By Antonio Ray Harvey | California Black Media
A webinar hosted by ChangeLawyers, the American Constitution Society (ACS) Bay Area, and Equal Justice Society was held Nov. 15 to discuss the possible outcomes of the pending decision by the Supreme Court of the United States (SCOTUS) in the case of Students for Fair Admissions (SFFA) v. Harvard.
The online event titled, “The End of Affirmative Action: How SCOTUS Is Coming After BIPOC Students” delved into the impact of banning the consideration of race as a factor during the college admissions process.
Black, Indigenous, and People of Color (BIPOC) students would be affected by such a ruling, said panelist Lisa Holder, an attorney and president of Equal Justice Society (EJS). EJS is an Oakland-based nonprofit and civil rights organization that does work geared toward transforming the nation’s consciousness on race through law, social sciences, and the arts.
“(Ending Affirmative Action) essentially, completely upends our ability to level the playing field and remediate for centuries of discrimination and marginalization,” said Holder. “If you do not have intervention and take affirmative steps to counteract continued systemic racism, it’s going to take hundreds of years to repair those gaps. It will not happen by itself.”
Holder is also a member of the California Task Force to Study and Develop Reparation Proposals for African Americans, a nine-member panel established after Gov. Gavin Newsom signed Assembly Bill 3121, authored by then-Assemblymember Shirley Weber. The task force is investigating the history and costs of slavery in California and is charged with recommending an appropriate remedy for the state to implement.
Also participating on the End of Affirmative Action panel were Sally Chen, education equity program manager at Chinese for Affirmative Action, and Sarah C. Zearfoss, senior assistant dean for the University of Michigan Law School.
Shilpa Ram — senior staff attorney for Education Equity, Public Advocates and a board member of the ACS Bay Area Lawyer Chapter — was the moderator.
On Oct. 31, SCOTUS listened to oral arguments in two cases challenging race-conscious student admissions policies used by Harvard University and the University of North Carolina (UNC) to promote creating diverse student populations at their schools.
The case emerged in 2014, when SFFA, a nonprofit advocacy organization opposed to affirmative action, brought an action alleging Harvard violated Title VI of the Civil Rights Act (Title VI).
SFFA argues that Harvard instituted a race-conscious admissions program that discriminated against Asian American applicants. SFFA also alleges that UNC is violating the Equal Protection Clause of the 14th Amendment, by unfairly using race to provide preference to underrepresented minority applicants to the detriment of white and Asian American applicants.
Chen, of Chinese for Affirmative Action, is a first-generation college graduate from a working-class immigrant family. She is an alumna of Harvard College. She was one of eight students and alumni that gave oral testimony in support of affirmative action in the 2018 federal lawsuit Students for Fair Admissions, Inc. v. Harvard.
“Particularly as these cases were taking advantage of a claim that Asian American students don’t benefit from Affirmative Action or are harmed; we really saw how this was a misrepresentation of our community needs,” Chen said of hers and seven other students’ testimonies. “My testimony really spoke to that direct experience and making clear that Asian American students and communities are in support of affirmative action.”
In 1965, President Lyndon B. Johnson issued Executive Order 11246, requiring all government contractors and subcontractors to take affirmative action to expand job opportunities for minorities.
Fifty-seven years later, a decision by SCOTUS could be reached at the end of the current term in late June or early July 2023 banning affirmative action.
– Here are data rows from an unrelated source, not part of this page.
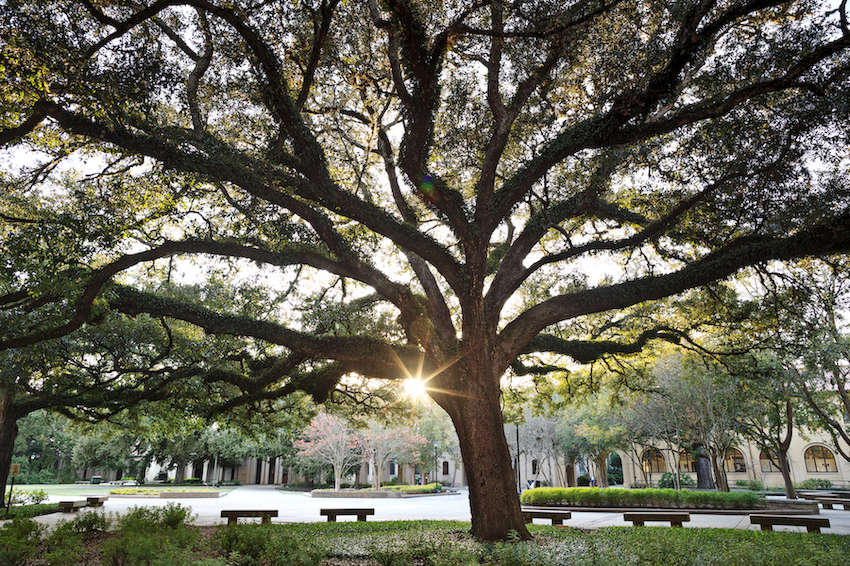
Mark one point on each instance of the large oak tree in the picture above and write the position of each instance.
(424, 186)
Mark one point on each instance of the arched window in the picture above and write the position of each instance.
(653, 462)
(819, 459)
(767, 465)
(733, 461)
(686, 464)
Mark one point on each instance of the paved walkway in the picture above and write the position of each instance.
(301, 508)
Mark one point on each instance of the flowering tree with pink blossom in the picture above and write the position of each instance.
(379, 445)
(329, 440)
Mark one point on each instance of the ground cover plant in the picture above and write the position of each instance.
(667, 498)
(159, 537)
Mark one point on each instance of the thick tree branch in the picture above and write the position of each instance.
(825, 237)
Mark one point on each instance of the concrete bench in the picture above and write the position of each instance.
(72, 506)
(232, 516)
(96, 500)
(812, 524)
(674, 518)
(332, 514)
(556, 515)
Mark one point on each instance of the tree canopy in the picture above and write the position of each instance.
(389, 188)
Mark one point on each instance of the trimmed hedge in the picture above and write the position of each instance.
(661, 498)
(427, 488)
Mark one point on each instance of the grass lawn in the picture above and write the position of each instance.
(157, 537)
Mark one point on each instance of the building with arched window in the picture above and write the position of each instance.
(810, 457)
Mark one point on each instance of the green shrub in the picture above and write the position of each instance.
(64, 545)
(668, 481)
(19, 539)
(595, 497)
(92, 522)
(427, 488)
(151, 536)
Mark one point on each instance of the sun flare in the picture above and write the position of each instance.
(414, 387)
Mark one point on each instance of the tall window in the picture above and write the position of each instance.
(819, 459)
(767, 464)
(686, 464)
(733, 461)
(653, 462)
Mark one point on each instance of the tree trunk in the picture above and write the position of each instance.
(601, 461)
(493, 497)
(8, 433)
(719, 473)
(785, 468)
(180, 474)
(782, 452)
(703, 466)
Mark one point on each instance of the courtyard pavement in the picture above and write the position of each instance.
(297, 507)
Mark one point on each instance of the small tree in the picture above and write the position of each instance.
(329, 440)
(379, 445)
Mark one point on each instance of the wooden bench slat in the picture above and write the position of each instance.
(767, 521)
(639, 518)
(72, 506)
(332, 514)
(557, 516)
(233, 515)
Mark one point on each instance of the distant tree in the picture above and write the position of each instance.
(539, 441)
(45, 442)
(93, 374)
(105, 450)
(594, 428)
(809, 302)
(434, 424)
(329, 440)
(380, 444)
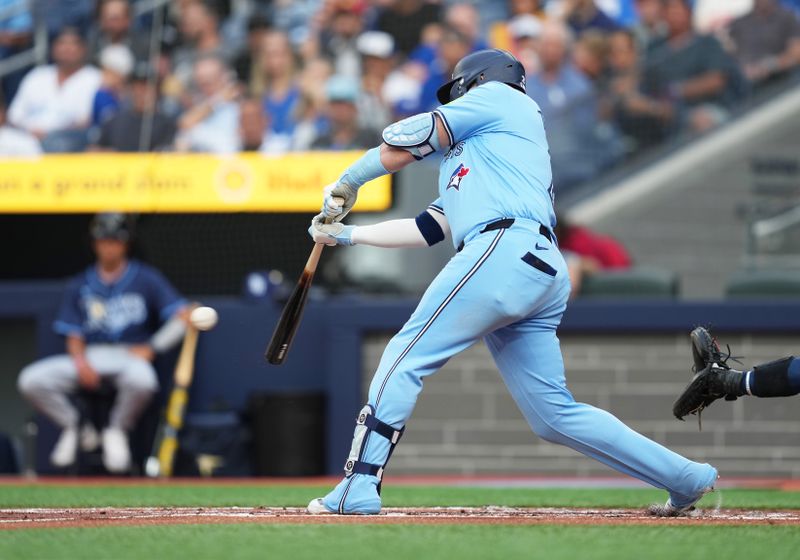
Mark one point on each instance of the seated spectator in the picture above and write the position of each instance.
(339, 38)
(692, 72)
(377, 61)
(16, 32)
(344, 132)
(116, 63)
(123, 132)
(587, 252)
(15, 142)
(501, 34)
(462, 17)
(107, 317)
(246, 63)
(644, 121)
(524, 32)
(281, 92)
(582, 15)
(54, 102)
(198, 25)
(590, 55)
(211, 123)
(114, 27)
(452, 47)
(405, 21)
(58, 14)
(766, 41)
(310, 110)
(254, 132)
(651, 28)
(568, 104)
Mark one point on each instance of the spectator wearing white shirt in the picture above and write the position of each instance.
(254, 132)
(14, 142)
(54, 102)
(211, 123)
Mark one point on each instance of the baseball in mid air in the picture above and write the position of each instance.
(203, 318)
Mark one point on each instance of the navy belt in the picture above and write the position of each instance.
(506, 223)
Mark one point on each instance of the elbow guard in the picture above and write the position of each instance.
(416, 135)
(429, 228)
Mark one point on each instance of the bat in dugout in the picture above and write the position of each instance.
(162, 460)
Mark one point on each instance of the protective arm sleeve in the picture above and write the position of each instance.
(393, 234)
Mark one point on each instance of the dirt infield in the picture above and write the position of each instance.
(102, 517)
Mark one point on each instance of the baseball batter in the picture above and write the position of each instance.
(507, 284)
(110, 317)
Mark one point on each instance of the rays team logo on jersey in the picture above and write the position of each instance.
(115, 314)
(457, 176)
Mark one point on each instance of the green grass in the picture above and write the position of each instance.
(52, 495)
(382, 542)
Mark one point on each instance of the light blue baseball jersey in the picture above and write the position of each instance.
(498, 165)
(128, 311)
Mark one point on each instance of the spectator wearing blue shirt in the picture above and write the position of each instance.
(278, 72)
(344, 132)
(582, 15)
(568, 104)
(453, 46)
(211, 124)
(116, 63)
(16, 32)
(115, 316)
(692, 72)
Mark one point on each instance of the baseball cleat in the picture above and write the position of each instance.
(317, 507)
(671, 509)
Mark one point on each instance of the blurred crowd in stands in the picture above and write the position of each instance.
(613, 77)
The decision would dismantle race-conscious admission policies that overwhelmingly help BIPOC students create a better future for themselves, members of the panel stated.
“Schools take race into account as a factor in admission because that is the single-best, most effective way to create a racially diverse class,” Zearfoss said.
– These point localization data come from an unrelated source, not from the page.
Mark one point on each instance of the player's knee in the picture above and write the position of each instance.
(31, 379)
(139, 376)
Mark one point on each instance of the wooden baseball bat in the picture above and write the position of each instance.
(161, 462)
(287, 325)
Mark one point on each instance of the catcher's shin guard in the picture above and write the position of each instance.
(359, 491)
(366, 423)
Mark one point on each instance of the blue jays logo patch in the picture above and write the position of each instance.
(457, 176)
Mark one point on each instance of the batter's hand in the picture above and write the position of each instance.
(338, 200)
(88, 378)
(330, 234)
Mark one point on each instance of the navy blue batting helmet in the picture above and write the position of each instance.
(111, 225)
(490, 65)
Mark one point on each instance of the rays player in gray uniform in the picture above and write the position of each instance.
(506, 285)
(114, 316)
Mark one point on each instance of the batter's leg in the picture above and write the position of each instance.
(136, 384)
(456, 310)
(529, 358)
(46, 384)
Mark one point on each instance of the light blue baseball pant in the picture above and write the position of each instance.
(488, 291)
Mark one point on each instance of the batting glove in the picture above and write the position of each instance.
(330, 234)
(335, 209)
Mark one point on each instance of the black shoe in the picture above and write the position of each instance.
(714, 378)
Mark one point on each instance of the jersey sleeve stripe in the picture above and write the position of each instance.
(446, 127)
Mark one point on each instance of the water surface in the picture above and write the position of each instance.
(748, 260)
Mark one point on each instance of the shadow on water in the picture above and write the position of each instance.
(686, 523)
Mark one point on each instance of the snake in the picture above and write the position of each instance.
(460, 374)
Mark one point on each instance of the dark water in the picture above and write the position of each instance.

Zearfoss directs the University of Michigan Law School Jurist Doctorate (JD) and Master of Law (LLM) admissions and supervises the Office of Financial Aid.
California ended affirmative action policies in 1996 with the passage of Proposition 209.
Prop 209 states that the government and public institutions cannot discriminate against or grant preferential treatment to persons based on race in public employment, public education, and public contracting.
Proposition 16 was a constitutional amendment designed to repeal Prop 209, but the initiative was defeated by voters in 2020. Secretary of State Dr. Shirley Weber introduced the legislation that was the basis for Prop 16 when she was a state Assemblymember for the 79th District.
“When we no longer live in a white supremacist society then we can start thinking about ending these interventions that are necessary to counteract preferences for white people that exist and continue to exist,” Holder said.